FCEVs can reach around 300 miles on one tank of pure hydrogen. They also utilize regenerative braking technology and capture energy lost during braking, which is stored in a battery pack. There are a limited number of production FCEVs available to the public, and as of today, the refuelling infrastructure isn’t anywhere near where it needs to be to support a mass rollout of FCEVs.
EXAMPLES OF FUEL CELL ELECTRIC VEHICLES (FCEVs)
BMW iX5, Honda Clarity, Hyundai Nexo, Hyundai Nexo Blue, Hyundai Staria Fuel Cell, Ineos Grenadier Hydrogen, Kia FK, Land Rover Defender Fuel Cell, Range Rover FCEV, Toyota Mirai LE, Toyota Mirai Limited, Toyota Mirai XLE.

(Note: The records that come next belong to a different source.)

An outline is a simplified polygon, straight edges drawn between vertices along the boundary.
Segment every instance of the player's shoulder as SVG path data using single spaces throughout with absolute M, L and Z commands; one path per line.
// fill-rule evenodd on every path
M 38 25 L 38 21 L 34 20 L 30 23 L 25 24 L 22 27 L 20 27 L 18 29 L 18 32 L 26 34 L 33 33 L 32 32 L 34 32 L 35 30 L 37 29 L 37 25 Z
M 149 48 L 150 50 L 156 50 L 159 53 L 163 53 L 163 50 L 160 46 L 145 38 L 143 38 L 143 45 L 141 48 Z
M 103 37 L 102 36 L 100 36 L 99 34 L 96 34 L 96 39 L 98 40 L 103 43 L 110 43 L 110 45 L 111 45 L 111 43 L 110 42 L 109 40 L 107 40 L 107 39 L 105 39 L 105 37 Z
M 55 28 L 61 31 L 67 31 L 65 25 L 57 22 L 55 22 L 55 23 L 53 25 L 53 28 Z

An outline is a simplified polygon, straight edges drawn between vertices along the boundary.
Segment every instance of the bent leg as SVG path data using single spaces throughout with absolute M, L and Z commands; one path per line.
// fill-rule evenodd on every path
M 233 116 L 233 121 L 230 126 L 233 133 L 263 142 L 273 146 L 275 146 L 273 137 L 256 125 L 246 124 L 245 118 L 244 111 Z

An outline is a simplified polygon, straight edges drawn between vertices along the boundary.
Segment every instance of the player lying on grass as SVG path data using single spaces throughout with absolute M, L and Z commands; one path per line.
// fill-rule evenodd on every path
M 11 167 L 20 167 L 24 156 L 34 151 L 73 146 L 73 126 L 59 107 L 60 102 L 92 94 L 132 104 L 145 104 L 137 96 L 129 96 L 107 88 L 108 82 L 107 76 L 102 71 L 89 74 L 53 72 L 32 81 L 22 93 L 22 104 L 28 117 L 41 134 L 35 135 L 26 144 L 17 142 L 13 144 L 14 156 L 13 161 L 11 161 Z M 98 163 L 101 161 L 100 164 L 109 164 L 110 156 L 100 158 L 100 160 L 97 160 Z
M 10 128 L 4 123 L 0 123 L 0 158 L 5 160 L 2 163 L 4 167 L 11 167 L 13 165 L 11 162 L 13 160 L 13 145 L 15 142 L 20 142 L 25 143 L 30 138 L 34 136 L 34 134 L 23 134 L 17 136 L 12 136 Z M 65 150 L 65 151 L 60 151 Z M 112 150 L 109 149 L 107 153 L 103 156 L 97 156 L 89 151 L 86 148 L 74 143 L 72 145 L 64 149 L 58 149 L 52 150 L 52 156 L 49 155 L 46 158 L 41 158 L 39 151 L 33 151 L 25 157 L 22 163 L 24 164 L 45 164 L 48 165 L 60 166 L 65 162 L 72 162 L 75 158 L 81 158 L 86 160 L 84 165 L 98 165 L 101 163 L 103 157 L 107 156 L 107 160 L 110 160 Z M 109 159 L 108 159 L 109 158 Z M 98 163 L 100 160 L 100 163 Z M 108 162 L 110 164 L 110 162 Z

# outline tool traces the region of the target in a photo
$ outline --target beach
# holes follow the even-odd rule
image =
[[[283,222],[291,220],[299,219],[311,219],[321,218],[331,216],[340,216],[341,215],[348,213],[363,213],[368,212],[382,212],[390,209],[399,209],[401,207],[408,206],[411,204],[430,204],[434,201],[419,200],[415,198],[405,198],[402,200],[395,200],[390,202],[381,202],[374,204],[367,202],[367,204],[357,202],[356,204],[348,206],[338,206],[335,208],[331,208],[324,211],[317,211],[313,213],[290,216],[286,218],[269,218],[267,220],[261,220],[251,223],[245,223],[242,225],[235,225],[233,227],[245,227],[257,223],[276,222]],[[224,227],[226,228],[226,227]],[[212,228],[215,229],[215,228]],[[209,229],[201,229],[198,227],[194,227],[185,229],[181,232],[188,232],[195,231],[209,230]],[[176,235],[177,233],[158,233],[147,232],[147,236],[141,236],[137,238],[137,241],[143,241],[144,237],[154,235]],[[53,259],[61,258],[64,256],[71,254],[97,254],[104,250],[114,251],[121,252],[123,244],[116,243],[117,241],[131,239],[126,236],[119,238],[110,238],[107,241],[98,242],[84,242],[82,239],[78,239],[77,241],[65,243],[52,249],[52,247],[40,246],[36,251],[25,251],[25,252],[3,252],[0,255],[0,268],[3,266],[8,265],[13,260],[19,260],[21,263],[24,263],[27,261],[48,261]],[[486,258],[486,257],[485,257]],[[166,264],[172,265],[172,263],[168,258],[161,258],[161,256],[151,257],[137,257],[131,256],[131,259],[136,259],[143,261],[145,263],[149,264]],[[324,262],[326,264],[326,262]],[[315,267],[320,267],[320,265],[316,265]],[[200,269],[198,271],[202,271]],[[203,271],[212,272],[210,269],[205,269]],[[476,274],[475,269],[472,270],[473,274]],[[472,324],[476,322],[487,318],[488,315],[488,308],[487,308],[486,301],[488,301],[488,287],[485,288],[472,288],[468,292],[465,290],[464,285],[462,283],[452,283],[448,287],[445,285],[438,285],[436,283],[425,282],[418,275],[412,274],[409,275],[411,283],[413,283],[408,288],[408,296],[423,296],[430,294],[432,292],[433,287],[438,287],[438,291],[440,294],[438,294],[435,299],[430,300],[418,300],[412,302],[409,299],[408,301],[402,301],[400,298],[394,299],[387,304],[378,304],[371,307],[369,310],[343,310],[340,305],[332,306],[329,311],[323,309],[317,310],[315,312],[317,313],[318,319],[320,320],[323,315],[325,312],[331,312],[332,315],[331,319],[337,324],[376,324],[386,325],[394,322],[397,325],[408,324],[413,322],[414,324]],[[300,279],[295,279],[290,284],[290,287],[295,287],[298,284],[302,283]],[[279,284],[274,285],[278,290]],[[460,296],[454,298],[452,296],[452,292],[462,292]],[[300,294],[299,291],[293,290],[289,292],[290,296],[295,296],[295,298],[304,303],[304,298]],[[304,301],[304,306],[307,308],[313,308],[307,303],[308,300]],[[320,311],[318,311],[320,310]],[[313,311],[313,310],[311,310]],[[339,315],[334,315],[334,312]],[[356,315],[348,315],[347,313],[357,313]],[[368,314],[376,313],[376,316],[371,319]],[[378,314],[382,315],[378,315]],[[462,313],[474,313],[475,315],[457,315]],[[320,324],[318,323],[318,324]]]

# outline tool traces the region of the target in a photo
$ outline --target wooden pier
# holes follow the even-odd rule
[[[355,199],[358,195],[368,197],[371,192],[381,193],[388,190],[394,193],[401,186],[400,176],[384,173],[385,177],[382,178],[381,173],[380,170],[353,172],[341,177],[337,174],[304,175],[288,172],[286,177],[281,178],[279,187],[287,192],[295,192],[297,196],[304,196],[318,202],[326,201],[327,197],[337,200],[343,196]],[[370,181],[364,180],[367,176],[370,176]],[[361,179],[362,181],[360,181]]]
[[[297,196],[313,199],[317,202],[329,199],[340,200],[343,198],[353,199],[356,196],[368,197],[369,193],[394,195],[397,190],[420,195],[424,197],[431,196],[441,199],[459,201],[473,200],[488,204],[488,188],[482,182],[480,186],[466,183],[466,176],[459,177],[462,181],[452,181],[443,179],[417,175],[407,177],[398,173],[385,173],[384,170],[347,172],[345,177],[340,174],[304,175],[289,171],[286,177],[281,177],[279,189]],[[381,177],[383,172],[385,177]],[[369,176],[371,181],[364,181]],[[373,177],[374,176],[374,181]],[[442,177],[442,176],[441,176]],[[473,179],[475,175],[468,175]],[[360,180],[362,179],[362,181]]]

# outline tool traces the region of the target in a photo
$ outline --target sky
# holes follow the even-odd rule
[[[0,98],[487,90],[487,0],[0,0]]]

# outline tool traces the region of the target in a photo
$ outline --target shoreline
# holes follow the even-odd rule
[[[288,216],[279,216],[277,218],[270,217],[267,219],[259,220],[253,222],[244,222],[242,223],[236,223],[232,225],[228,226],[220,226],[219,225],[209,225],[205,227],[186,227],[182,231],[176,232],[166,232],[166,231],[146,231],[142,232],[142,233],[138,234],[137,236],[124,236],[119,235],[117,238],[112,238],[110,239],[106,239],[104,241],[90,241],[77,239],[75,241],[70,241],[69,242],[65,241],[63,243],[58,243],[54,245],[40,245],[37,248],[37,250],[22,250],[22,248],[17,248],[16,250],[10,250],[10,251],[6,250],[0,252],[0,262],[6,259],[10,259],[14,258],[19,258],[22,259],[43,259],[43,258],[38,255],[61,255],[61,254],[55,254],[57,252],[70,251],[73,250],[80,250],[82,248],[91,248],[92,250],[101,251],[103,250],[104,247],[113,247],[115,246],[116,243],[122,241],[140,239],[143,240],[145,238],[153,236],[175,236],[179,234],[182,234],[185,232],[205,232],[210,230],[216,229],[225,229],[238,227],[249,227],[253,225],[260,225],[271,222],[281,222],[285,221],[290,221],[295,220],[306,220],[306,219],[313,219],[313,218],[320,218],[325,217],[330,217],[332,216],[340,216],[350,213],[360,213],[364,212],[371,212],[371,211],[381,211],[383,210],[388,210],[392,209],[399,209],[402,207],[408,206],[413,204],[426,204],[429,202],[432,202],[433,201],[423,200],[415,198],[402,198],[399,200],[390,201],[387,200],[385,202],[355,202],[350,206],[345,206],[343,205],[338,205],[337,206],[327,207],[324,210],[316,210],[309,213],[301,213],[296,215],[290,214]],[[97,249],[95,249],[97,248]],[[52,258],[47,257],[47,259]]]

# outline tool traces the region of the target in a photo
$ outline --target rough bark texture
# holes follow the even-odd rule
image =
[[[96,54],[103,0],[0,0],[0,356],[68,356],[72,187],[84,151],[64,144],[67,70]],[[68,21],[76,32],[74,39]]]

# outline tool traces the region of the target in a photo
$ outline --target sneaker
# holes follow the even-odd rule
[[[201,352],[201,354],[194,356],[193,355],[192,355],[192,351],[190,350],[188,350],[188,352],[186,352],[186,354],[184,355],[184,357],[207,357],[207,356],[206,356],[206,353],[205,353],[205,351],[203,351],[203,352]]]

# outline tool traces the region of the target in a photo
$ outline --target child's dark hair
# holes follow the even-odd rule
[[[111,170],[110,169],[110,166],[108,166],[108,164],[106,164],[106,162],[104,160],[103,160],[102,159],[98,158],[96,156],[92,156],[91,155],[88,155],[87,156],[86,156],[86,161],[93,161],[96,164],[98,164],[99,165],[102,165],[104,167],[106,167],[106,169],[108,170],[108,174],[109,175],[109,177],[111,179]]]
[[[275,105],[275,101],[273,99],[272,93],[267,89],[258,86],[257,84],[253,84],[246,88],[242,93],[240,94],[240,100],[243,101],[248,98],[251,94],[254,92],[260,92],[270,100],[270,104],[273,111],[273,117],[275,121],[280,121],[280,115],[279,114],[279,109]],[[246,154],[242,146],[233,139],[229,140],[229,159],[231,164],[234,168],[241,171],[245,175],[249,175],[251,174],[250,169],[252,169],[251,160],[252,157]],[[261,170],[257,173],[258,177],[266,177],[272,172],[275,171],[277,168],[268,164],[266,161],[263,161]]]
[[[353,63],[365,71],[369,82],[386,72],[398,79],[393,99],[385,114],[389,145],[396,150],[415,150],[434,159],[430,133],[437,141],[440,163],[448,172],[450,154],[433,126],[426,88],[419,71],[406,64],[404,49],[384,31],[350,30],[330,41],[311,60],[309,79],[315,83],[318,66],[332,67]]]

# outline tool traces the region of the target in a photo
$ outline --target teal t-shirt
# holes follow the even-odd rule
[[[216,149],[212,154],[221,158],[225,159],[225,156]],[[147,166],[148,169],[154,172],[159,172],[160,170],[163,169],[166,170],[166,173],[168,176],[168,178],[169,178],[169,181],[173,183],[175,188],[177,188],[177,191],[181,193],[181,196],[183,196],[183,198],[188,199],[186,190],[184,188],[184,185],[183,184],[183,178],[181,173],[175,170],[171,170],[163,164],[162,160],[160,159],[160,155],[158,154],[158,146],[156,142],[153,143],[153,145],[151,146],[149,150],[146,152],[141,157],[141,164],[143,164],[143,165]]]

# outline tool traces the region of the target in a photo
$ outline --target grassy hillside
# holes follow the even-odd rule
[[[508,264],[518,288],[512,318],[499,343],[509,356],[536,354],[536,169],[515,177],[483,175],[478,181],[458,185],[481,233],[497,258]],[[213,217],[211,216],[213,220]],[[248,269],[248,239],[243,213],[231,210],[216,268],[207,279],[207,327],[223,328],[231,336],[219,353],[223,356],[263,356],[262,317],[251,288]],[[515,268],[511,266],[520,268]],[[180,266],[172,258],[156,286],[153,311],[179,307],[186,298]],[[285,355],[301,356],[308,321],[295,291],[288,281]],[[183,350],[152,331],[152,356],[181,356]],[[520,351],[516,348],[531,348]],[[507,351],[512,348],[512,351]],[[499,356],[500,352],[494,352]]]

SOLAR ELECTRIC VEHICLES (SEVs)
Solar Electric Vehicles (SEVs) are electric cars that use photovoltaic cells, like those used in solar panels, to convert energy generated from sunlight into electricity. The solar energy generated from the sun is used to top up the battery pack allowing for a longer range of travel when compared to a standard BEV. The generated solar energy is completely free and has no cost impact on the vehicle owner, potentially reducing the total cost of ownership of a Solar Electric Vehicle. However, you need the sun; if the sun is not out, then your SEV will act as an all-electric vehicle. SEVs can be charged using a level 1, level 2, or level 3 type EV charger. Some examples of companies that manufacture SEVs include Aptera, Lightyear, and Sono Motors.